Oddly enough, the easiest way to start Brick Stitch is with a row of Ladder Stitch (so with this tutorial you get a "two for one").
1. To start, pass through two beads 3-4 times (leave a six inch tail) and pull the thread snug. Give the beads a nudge with your finger to get them to stand up, side by side, so that the holes run parallel to each other (rather then end to end).
2. String on bead #3. Circle around and pass through bead #2, then through bead #3 again.
3. Add bead #4. Circle around and pass through bead #3 and then through bead #4 again.
4. Continue in this way, adding a bead then circling around so that you connect it to the last bead until you have a six bead row. Try to keep the thread snug and your tension even, but the beads will wobble a little. They will straighten up later as you add brick stitch rows.
Now you begin Brick Stitch:
1. String on two beads. Turn, and pass the needle and thread underneath the "thread bridge" that connects the last two beads you added on your ladder stitch row. Pull it snug and use your finger to push the beads into the correct position (standing upright next to each other).Then take the needle up through the second of the two newly added beads. Pull it snug.
Notice that each of the beads is now connected by what I call a "thread bridge" that runs between the beads on top and bottom.
2. Slide on a single bead. Pass the needle under the next thread bridge (it doesn't matter if you go front to back, or back to front) and pull snug. Then pass the needle back up through the bead you just added.
3. Keep repeating Step 2 until the row is completed.
Notice that the last bead seems to end up a little short of the end. And the first bead of the row hangs off a little. Don't worry!This is the way it is supposed to be. That kind pattern is why it is called "Brick Stitch".

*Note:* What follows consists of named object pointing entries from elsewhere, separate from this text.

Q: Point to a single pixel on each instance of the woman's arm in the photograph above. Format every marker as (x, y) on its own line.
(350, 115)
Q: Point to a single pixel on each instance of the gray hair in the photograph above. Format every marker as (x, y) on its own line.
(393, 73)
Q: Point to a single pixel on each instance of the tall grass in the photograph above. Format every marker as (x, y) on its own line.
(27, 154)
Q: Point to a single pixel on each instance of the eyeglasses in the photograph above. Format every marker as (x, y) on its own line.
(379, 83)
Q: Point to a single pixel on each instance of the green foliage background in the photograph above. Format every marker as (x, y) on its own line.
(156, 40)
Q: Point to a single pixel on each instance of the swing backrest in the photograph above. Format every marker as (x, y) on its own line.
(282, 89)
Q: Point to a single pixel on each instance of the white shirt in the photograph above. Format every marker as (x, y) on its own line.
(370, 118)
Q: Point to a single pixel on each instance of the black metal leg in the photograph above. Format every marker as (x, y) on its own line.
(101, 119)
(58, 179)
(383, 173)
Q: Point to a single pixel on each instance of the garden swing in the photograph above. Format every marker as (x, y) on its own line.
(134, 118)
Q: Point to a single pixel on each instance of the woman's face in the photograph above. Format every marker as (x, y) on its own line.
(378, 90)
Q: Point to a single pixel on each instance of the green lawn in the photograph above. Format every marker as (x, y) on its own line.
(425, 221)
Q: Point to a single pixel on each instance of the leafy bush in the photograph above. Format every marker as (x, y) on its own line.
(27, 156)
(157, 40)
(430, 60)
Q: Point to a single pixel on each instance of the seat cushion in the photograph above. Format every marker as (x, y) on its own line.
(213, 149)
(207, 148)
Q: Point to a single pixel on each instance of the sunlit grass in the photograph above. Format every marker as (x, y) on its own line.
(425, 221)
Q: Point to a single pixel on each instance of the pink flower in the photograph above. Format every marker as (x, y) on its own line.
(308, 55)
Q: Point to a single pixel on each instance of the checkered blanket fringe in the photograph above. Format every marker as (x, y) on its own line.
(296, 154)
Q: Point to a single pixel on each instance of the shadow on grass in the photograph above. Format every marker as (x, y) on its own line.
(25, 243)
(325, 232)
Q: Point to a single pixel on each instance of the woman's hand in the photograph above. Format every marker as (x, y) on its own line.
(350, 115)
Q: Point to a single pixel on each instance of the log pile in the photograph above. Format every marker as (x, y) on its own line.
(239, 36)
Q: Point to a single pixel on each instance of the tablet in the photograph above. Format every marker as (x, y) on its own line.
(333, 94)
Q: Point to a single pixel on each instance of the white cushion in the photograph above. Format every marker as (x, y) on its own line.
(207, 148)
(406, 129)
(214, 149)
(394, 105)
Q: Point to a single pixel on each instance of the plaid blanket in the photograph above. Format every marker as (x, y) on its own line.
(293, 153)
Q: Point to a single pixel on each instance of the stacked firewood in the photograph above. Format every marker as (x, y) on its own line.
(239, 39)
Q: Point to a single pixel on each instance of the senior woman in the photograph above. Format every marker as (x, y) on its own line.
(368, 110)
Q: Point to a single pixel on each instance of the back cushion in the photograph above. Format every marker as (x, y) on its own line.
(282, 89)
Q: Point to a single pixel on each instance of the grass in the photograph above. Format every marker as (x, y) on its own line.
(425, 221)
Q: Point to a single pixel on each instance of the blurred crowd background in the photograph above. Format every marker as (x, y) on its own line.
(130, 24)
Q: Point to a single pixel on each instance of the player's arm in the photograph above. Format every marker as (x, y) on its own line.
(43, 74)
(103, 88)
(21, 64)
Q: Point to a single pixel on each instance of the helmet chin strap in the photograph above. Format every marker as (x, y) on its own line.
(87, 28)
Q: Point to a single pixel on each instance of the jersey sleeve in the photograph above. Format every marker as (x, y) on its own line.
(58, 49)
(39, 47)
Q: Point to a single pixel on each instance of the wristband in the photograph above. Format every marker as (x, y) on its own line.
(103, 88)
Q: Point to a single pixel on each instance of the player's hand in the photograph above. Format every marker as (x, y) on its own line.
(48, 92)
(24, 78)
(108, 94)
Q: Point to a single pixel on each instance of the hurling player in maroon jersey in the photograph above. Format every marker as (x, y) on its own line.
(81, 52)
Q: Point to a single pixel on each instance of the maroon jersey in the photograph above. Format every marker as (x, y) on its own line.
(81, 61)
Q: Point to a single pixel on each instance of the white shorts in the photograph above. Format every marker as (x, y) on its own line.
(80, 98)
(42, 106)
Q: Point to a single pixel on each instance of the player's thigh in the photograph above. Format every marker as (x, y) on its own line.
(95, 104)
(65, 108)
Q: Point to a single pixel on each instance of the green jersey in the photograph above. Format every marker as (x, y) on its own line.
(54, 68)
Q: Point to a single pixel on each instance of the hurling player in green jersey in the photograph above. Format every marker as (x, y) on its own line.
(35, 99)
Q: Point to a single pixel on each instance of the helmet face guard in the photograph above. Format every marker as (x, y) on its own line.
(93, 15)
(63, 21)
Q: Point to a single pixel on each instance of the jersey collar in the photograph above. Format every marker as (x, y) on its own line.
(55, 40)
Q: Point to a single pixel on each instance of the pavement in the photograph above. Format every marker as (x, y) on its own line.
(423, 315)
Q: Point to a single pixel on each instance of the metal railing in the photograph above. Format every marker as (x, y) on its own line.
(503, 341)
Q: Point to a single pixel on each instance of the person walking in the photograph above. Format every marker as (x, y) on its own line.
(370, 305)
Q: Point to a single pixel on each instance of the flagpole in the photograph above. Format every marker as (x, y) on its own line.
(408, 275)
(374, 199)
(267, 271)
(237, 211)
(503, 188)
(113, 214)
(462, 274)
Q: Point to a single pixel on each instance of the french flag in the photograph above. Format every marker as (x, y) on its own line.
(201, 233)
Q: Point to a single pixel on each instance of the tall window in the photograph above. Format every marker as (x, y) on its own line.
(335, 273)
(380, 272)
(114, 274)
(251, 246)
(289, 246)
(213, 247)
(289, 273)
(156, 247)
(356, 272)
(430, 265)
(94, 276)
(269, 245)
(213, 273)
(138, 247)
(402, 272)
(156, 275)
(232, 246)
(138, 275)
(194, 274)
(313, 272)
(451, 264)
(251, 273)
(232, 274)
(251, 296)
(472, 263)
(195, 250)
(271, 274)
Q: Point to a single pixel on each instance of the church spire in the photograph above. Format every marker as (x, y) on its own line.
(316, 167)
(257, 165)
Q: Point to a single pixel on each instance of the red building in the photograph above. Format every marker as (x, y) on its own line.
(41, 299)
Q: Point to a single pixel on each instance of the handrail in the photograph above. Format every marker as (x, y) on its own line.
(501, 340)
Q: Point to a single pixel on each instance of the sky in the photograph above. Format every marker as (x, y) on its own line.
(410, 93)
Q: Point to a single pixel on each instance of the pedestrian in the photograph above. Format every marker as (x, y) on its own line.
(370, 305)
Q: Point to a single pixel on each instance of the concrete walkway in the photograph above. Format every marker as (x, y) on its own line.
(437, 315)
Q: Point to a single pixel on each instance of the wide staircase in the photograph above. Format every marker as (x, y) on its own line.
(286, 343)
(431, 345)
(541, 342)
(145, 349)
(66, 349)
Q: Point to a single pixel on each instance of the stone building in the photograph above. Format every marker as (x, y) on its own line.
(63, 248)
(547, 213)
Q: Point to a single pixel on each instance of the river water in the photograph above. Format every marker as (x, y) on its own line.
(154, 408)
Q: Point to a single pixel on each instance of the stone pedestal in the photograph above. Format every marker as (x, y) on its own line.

Be sure to tighten your stitches after every bead you add. It is much easier to do that than to try to tighten a whole loose row!
4. To begin the new row, add two beads, turn, and pass under the last thread bridge of the last row - just like in Step 1. Then finish the new row by repeating Step 2 over and over.
Whenever you start a new row you add two beads. All other times you only add one bead.
5. When the bead strip is done you will not see much thread at all. Weave the thread into the piece by circling through some of the beads (circle 3-4 times), then trim. No need to knot if you circle several times.
Weave in the tail at the start of the piece in the same way.
To end or hide the "tail": circle through the beads several times, then trim.
Hint: I usually start with about 1 1/2 yards of thread. Any longer and I get too many tangles.